No eye doth it close to me, it leaveth my soul awake. Light is it, verily, feather-light.
It persuadeth me, I know not how, it toucheth me inwardly with a caressing hand, it constraineth me. Yea, it constraineth me, so that my soul stretcheth itself out:--
--How long and weary it becometh, my strange soul! Hath a seventh-day evening come to it precisely at noontide? Hath it already wandered too long, blissfully, among good and ripe things?
It stretcheth itself out, long--longer! it lieth still, my strange soul. Too many good things hath it already tasted; this golden sadness oppresseth
it, it distorteth its mouth.
--As a ship that putteth into the calmest cove:--it now draweth up to the land, weary of long voyages and uncertain seas. Is not the land more faithful?
As such a ship huggeth the shore, tuggeth the shore:--then it sufficeth for a spider to spin its thread from the ship to the land. No stronger ropes are required there.

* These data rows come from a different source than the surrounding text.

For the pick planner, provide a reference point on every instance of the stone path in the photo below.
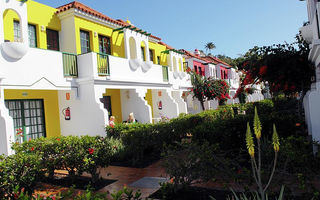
(144, 179)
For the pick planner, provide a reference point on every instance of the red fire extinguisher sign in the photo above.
(66, 113)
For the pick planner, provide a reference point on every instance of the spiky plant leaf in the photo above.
(249, 141)
(275, 139)
(257, 124)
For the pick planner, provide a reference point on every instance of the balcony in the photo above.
(102, 67)
(165, 73)
(70, 65)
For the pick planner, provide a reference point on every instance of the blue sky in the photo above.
(233, 25)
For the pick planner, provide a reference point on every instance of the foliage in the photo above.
(71, 153)
(209, 46)
(123, 194)
(256, 164)
(208, 88)
(255, 195)
(284, 66)
(19, 170)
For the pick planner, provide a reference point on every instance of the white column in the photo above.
(6, 127)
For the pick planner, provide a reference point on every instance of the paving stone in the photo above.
(149, 182)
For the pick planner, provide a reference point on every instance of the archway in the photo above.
(12, 26)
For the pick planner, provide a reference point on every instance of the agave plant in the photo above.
(256, 164)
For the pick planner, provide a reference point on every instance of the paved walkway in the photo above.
(144, 179)
(135, 178)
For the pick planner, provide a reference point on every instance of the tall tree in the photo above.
(209, 46)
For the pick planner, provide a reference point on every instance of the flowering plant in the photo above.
(285, 66)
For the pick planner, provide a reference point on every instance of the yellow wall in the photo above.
(51, 106)
(149, 99)
(117, 41)
(38, 15)
(42, 15)
(115, 103)
(8, 17)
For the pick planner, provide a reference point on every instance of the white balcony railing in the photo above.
(118, 69)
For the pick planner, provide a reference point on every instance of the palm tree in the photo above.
(209, 46)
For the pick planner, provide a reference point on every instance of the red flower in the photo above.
(263, 70)
(91, 150)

As such a weary ship in the calmest cove, so do I also now repose, nigh to the earth, faithful, trusting, waiting, bound to it with the lightest
threads.
O happiness! O happiness! Wilt thou perhaps sing, O my soul? Thou liest in the grass. But this is the secret, solemn hour, when no shepherd playeth his pipe.
Take care! Hot noontide sleepeth on the fields. Do not sing! Hush! The world is perfect.
Do not sing, thou prairie-bird, my soul! Do not even whisper! Lo--hush!
The old noontide sleepeth, it moveth its mouth: doth it not just now drink
a drop of happiness--
--An old brown drop of golden happiness, golden wine? Something whisketh
over it, its happiness laugheth. Thus--laugheth a God. Hush!--
--'For happiness, how little sufficeth for happiness!' Thus spake I once
and thought myself wise. But it was a blasphemy: THAT have I now learned.
Wise fools speak better.
The least thing precisely, the gentlest thing, the lightest thing, a lizard's rustling, a breath, a whisk, an eye-glance--LITTLE maketh up the
BEST happiness. Hush!
--What hath befallen me: Hark! Hath time flown away? Do I not fall?
Have I not fallen--hark! into the well of eternity?
--What happeneth to me? Hush! It stingeth me--alas--to the heart? To the heart! Oh, break up, break up, my heart, after such happiness, after such a sting!
--What? Hath not the world just now become perfect? Round and ripe? Oh, for the golden round ring--whither doth it fly? Let me run after it! Quick!
Hush--" (and here Zarathustra stretched himself, and felt that he was asleep.)
Many romantic memory poems have a dream-like quality, contemplation and the inward eye being used to grasp the sublime and the transcendental.